Obama versucht mit den neuen Initiativen, seine Reputation als Krisenmanager aufzubessern. Der Präsident steht wegen der schlechten Arbeitsmarktzahlen innenpolitisch unter Druck. Ursprünglich hatte er versprochen, mit seinem Konjunkturprogramm 3,5 Millionen Jobs zu sichern oder zu schaffen. Bei den Kongresswahlen im kommenden Jahr droht Obamas demokratische Partei ihre Mehrheit im Abgeordnetenhaus zu verlieren.

Kritik an Konjunkturpolitik

Die oppositionellen Republikaner kritisieren die Konjunkturpolitik des Präsidenten als wirkungslos und greifen ihn als Schuldenmacher an. Das amerikanische Haushaltsdefizit wird dem Internationalen Währungsfonds zufolge in diesem Jahr auf mehr als zwölf Prozent der Wirtschaftsleistung steigen und dürfte auch 2010 nicht nennenswert sinken.

Das Defizit beunruhigt die Wähler - und es belastet den Dollar, dessen Wert gegenüber dem Euro in den vergangenen Wochen stark gesunken ist. Zwar rechnen liberale Ökonomen wie Paul Krugman vor, dass zusätzliche Konjunkturmaßnahmen wesentlich billiger sind, als ein flüchtiger Blick auf die Ausgaben vermuten lässt. Staatliche Investitionen stimulierten das Wirtschaftswachstum und würden so zu höheren Steuereinnahmen führen.

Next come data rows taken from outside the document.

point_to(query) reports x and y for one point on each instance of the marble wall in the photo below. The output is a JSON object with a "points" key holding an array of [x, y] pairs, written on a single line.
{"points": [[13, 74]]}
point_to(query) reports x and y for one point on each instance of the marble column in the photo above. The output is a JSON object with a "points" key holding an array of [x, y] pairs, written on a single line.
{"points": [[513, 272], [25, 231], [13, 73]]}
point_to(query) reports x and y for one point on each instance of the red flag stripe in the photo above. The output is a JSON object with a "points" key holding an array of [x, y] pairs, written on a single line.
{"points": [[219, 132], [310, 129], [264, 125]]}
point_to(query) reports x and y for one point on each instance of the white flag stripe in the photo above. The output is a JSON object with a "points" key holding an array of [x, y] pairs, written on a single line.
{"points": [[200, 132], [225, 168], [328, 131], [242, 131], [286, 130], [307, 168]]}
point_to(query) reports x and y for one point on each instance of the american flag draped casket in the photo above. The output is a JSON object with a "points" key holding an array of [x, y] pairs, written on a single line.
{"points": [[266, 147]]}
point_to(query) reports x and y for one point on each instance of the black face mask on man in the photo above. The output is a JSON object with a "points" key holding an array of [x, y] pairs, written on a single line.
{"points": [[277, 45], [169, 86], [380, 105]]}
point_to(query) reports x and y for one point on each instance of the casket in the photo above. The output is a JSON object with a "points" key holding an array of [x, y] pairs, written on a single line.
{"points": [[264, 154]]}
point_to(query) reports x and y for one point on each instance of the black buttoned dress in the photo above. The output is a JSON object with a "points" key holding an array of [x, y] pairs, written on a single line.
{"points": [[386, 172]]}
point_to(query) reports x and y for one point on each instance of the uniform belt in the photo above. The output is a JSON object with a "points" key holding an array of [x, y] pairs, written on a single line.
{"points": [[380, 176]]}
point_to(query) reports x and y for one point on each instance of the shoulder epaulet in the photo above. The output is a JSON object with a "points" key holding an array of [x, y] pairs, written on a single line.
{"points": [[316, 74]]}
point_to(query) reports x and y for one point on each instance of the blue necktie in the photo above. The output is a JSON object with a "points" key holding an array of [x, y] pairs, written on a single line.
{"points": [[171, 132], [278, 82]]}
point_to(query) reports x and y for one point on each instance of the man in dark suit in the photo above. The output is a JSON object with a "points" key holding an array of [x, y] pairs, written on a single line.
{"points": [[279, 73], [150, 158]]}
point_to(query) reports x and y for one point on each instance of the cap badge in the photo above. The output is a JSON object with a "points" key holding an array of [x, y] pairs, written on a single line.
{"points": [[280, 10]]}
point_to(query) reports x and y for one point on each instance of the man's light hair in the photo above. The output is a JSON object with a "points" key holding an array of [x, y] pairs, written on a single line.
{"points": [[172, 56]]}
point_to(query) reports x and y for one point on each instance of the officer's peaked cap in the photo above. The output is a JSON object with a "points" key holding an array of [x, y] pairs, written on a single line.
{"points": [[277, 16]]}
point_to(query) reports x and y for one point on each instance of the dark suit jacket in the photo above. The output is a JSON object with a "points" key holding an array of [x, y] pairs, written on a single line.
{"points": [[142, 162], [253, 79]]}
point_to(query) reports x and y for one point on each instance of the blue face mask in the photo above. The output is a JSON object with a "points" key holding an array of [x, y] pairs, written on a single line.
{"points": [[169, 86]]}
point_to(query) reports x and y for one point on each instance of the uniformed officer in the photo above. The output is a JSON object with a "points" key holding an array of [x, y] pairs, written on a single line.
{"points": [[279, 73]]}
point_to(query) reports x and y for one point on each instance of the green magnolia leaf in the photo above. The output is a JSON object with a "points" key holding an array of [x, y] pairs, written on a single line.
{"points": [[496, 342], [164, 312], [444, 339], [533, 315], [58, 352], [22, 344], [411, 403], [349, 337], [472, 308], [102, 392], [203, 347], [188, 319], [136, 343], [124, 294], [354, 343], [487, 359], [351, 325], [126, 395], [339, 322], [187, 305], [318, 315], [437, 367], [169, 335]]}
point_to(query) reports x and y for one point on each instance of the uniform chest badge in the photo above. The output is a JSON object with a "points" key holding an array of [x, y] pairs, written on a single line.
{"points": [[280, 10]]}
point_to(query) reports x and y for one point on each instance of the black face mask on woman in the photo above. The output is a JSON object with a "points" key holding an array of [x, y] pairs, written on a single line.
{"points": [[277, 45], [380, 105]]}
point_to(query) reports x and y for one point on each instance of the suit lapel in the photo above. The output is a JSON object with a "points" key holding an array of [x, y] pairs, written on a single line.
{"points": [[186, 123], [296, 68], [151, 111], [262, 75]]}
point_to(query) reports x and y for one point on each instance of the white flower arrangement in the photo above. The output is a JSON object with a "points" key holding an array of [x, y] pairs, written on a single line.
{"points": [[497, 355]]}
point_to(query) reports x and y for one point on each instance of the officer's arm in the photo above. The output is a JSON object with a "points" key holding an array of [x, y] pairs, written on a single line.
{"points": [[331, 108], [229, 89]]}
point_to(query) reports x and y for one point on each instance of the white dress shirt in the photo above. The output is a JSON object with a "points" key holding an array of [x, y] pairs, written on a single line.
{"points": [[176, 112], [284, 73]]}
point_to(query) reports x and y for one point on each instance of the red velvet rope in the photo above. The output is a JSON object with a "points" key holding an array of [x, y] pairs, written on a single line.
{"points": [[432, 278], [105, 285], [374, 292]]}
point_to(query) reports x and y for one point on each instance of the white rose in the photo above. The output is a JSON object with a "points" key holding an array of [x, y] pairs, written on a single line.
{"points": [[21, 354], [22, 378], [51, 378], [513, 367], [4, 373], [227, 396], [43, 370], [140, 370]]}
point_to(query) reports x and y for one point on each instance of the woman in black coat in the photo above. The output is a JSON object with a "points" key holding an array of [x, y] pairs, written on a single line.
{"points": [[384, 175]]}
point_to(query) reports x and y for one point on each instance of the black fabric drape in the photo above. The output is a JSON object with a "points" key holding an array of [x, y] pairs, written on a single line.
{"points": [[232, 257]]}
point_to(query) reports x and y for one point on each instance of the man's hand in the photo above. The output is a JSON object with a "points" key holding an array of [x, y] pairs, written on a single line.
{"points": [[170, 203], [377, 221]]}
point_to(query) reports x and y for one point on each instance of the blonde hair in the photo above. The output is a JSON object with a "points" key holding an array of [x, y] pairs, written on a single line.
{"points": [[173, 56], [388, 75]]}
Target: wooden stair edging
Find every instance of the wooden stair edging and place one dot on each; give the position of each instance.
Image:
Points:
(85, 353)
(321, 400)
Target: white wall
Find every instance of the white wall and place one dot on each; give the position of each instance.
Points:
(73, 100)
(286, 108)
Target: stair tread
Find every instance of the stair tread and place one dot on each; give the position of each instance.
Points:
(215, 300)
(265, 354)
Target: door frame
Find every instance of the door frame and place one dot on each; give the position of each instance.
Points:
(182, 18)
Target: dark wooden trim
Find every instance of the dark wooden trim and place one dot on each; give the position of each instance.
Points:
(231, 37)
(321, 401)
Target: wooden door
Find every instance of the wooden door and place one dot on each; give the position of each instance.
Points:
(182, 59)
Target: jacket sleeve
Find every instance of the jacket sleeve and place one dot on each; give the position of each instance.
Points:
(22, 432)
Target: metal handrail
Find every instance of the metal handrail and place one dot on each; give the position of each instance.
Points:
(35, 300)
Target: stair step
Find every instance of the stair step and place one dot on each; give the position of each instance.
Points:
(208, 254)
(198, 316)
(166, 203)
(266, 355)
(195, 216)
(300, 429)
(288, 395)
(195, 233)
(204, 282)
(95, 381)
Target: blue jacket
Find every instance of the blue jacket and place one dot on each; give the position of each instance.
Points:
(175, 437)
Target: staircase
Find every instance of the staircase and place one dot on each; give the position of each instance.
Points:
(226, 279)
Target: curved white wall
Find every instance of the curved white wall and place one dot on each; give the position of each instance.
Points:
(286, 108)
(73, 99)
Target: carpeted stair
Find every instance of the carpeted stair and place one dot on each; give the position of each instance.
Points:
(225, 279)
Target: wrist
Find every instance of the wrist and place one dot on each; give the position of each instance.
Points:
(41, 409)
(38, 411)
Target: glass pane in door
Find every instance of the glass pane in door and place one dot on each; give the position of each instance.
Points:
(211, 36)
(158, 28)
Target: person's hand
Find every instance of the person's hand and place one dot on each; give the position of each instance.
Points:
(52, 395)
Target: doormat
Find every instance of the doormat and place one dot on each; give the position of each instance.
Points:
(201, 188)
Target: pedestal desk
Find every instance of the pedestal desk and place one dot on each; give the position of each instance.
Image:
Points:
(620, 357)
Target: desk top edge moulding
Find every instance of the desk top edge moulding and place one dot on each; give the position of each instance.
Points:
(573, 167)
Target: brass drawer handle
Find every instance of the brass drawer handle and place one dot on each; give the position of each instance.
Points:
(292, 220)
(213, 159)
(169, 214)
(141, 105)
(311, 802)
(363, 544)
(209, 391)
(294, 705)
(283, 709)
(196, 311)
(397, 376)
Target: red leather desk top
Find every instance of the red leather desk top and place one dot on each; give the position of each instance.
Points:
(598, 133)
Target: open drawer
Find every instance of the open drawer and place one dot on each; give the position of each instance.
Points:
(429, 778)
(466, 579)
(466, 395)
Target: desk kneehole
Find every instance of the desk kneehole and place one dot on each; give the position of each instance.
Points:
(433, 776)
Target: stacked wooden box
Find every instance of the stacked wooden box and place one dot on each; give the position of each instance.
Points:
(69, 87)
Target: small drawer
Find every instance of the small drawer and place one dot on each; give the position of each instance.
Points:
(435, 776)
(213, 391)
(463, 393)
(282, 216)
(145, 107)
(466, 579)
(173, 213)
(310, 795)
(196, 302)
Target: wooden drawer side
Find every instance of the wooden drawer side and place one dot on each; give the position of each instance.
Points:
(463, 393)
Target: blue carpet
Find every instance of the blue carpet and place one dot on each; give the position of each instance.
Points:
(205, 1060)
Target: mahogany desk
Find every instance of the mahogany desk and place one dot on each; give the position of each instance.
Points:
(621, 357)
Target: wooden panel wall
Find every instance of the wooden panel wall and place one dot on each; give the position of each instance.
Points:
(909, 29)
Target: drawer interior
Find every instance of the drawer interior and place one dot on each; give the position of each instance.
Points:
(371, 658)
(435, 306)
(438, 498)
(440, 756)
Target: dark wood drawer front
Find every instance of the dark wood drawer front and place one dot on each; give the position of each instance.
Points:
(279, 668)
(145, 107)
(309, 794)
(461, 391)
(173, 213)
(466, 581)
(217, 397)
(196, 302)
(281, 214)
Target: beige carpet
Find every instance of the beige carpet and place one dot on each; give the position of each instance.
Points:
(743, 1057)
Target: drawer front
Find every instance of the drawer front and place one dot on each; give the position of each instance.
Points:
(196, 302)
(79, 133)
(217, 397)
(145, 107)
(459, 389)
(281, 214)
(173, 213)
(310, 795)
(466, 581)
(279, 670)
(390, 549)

Allerdings ist fraglich, ob die meisten der derzeit in Washington diskutierten Konjunkturvorschläge einen nennenswerten Wachstumseffekt entfalten würden. So sagt Harm Bandholz, Volkswirt bei Unicredit in New York: "Sozialausgaben lindern die Auswirkungen der Krise. Die Konjunktur bringen sie nicht in Fahrt."